The Australian Competition and Consumer Commission has commenced proceedings in the federal court against LG Electronics.
The consumer watchdog is alleging that LG made false or misleading representations to consumers about their rights in relation to faulty products.
Complaints were made about defects with LG televisions and the company is said to have made misrepresentations to consumers, retailers or repairers that remedies available to customers were limited to the manufacturer’s warranty.
In cases where a defect occurred after the manufacturer’s warranty had expired, the ACCC claims LG asserted the consumer was only entitled to a remedy if the consumer paid for the costs of assessing the failure.
It also alleged LG told consumers it had no further obligations in relation to these repairs and any step it took in relation to the television on its part was an act of goodwill. Consumers were only entitled to have their televisions repaired, not replaced or money refunded, and were liable for the labour costs of the repair according to the brief.
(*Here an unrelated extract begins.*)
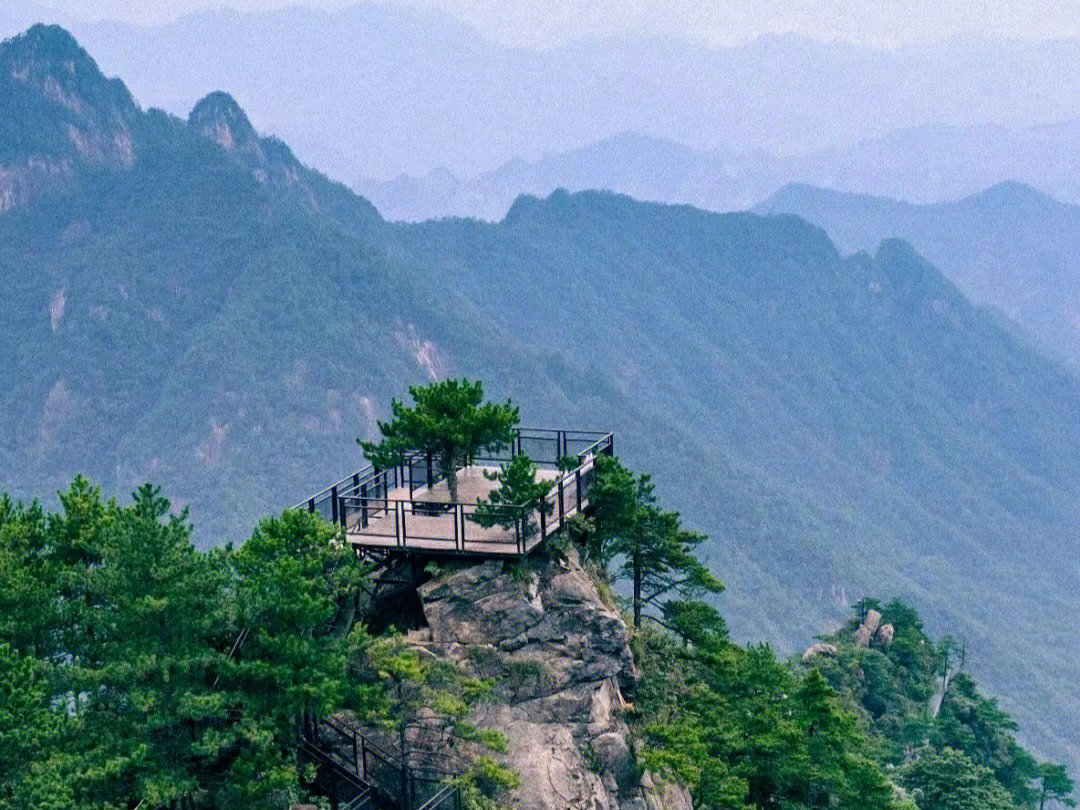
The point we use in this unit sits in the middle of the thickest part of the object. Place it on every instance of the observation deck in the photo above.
(408, 508)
ACCC chairman, Rod Sims, said when consumers buy products, they come with a consumer guarantee under the Australian Consumer Law that they will be of acceptable quality and this guarantee was in addition to any express manufacturer’s warranty.
“Although the manufacturer’s warranty only applies for a specified period of time, consumers will often still be entitled under the consumer guarantee to a repair, refund or replacement after the manufacturer’s warranty ends,” he added.
“The ACCC will not hesitate to take appropriate action against manufacturers who misrepresent consumers’ rights and remedies for defective products under the Australian Consumer Law.
“The Australian Parliament has conferred these important rights on consumers, and these rights should not be undermined by misrepresentations.”
The ACCC is currently seeking declarations, injunctions, pecuniary penalties, corrective notices, a trade practices compliance program and costs in relation to the matter.